Aetiology is unknown and may lead to great disadvantages emotionally and even socially; further studies are needed to characterize the pathogenesis and histologic findings of this rare adverse event. Stroke in patients with Madelung’s disease has not been previously reported.
A 68-year-old Italian man presented to our department for minor stroke. He was a barman with a history of alcohol abuse and did not smoke or use any illicit drug. Familial history was negative for cardiovascular or metabolic disease. On physical examination, cardiovascular and respiratory systems were unremarkable while neurologic examination revealed mild hyposthenia in the right side of the body with rapid improvement; moreover, our attention soon moved to the strange symmetrical enlargement of the superior part of the trunk and proximal upper and lower limbs making his figure like a bizarre athlete (Figure 1). This condition began five years previously and progressively worsened but the patient did not worry. Complete blood count, liver function tests, lipid profile, glucose and kidney function tests were within normal range. In case of metabolism disease, we tested thyroid function, adrenocorticotropic hormone, cortisol with overnight suppression test, sexual hormones, insulin, and growth hormone – all resulted as normal. Head computed tomography showed an ischemic lesion of internal left capsule confirmed by magnetic resonance imaging; it moreover revealed a massive symmetrical lipomatosis of soft tissue without muscles infiltration (Figure 2). Subcutaneous fat tissue fine-needle aspiration showed non-specific adipose tissue. We were unaware of the final diagnosis when, before referring the patient to a center for rare disease, we tried a Google Image search with key word “lipomatosis, symmetric, limbs”. We found some images similar to our case. A “cybermedical” diagnosis of Madelung’s disease was finally made after excluding HIV infection.

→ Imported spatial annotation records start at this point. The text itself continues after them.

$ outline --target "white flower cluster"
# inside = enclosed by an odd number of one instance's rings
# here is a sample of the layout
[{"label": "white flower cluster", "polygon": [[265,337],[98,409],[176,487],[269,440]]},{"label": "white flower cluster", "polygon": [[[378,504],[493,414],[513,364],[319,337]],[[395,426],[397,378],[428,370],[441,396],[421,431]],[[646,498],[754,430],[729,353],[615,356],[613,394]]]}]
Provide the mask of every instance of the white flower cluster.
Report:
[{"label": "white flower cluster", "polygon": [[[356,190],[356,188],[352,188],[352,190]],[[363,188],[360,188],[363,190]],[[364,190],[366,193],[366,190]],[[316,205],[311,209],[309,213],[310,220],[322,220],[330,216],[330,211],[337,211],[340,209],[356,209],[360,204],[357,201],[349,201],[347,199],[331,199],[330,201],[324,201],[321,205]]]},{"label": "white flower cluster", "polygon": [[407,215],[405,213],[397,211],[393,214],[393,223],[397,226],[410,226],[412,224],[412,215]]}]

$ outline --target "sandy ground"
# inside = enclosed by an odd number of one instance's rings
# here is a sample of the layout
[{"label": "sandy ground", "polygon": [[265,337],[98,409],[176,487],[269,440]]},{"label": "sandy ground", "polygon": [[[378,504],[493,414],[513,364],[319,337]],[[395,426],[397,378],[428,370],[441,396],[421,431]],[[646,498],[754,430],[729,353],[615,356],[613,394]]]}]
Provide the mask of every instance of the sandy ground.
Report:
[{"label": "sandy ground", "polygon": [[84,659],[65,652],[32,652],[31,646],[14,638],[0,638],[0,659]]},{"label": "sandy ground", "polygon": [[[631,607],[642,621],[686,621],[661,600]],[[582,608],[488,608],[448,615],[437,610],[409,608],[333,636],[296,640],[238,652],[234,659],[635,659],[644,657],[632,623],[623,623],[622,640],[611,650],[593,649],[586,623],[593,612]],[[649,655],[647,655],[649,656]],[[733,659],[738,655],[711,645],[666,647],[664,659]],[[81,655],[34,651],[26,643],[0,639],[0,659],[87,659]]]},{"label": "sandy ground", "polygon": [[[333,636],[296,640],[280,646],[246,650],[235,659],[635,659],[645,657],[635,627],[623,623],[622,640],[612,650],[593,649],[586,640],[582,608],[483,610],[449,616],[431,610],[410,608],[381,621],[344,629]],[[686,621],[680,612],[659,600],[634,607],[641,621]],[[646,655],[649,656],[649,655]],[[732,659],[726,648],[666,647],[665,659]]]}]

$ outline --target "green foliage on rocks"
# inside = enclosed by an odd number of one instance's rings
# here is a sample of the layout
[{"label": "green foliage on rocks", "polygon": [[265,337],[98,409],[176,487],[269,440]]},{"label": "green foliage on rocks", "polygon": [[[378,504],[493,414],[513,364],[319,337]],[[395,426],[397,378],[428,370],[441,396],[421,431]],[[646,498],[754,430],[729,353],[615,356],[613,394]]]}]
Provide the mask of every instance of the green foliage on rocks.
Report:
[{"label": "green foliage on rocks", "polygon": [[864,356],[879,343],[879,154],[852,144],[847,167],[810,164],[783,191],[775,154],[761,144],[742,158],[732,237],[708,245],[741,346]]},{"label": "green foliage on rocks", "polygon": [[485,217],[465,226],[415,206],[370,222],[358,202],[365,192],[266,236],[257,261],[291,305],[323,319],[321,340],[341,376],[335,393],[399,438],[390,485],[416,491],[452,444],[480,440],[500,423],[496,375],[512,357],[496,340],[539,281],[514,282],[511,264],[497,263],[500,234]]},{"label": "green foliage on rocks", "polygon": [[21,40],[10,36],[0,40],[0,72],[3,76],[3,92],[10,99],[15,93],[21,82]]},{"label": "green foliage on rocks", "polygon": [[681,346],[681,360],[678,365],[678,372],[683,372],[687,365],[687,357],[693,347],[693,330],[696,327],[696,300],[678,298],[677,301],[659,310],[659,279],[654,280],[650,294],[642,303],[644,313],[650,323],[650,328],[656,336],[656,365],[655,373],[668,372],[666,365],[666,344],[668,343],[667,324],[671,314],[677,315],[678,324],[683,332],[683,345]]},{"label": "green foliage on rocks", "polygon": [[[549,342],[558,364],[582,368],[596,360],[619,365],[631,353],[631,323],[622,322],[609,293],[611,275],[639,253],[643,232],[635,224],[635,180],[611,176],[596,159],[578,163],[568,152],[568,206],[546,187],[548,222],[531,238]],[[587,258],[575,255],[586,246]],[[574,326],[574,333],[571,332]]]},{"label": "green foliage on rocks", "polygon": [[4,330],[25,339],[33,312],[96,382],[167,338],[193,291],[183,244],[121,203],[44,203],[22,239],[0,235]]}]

The patient with symmetrical enlargement of the superior part of the trunk and proximal upper and lower limbs. Magnetic resonance imaging showing massive symmetrical lipomatosis of soft tissue without muscles infiltration of proximal upper and lower limbs.

Discussion
Madelung’s disease is a rare disorder characterized by multiple symmetric noncapsulated fatty deposits distributed in the face and neck (buffalo hump), trunk and rarely in the upper and lower limbs (pseudoathletic). The general incidence is unknown but in the literature one case out of 25,000 is reported, with a male-to-female ratio of 20:1; higher prevalence is seen in Mediterranean countries. 1 The cause is unknown. Many hypotheses have been proposed: hypertrophy of brown adipose tissue or mitochondrial dysfunction. 1 Alcohol seems to be a trigger factor; more than 70–90% of the patients have associated alcoholism; another clinical aspect is sensory, motor and autonomic polyneuropathy. The diagnosis is based upon clinical history and physical examination, and there are no histological or standardized criteria. The best treatment is surgery because medical therapy and alcohol abstinence are not effective. 1
The number of rare diseases is estimated to be between 6000 and 7000 entities and tends to grow with improvement of medical science and genetic research. Given the rare nature, many clinicians will never see a patient with these diseases and will never recognise them; subsequently, a diagnosis is unlikely to be made. In fact, a study 2 conducted by the European Organisation for rare disease (EURORDIS) showed that 40% of rare diseases were wrongly diagnosed before the correct diagnosis and that 25% of patients had diagnostic delays of 5 to 30 years. The evolution of the Internet and web searches has transformed our medical ignorance on rare diseases forcing us to update our knowledge about them. Internet searches can support a clinician with information about rare diseases, suggesting the right diagnosis which was not correctly considered before. 3
Conclusion
Finally, the presented case demonstrates that physicians when confronted with unrecognised combinations of signs and symptoms of a rare disease could use Internet searches as part of their diagnostic strategy to prevent unacceptable diagnostic delay and improve medical management of patients.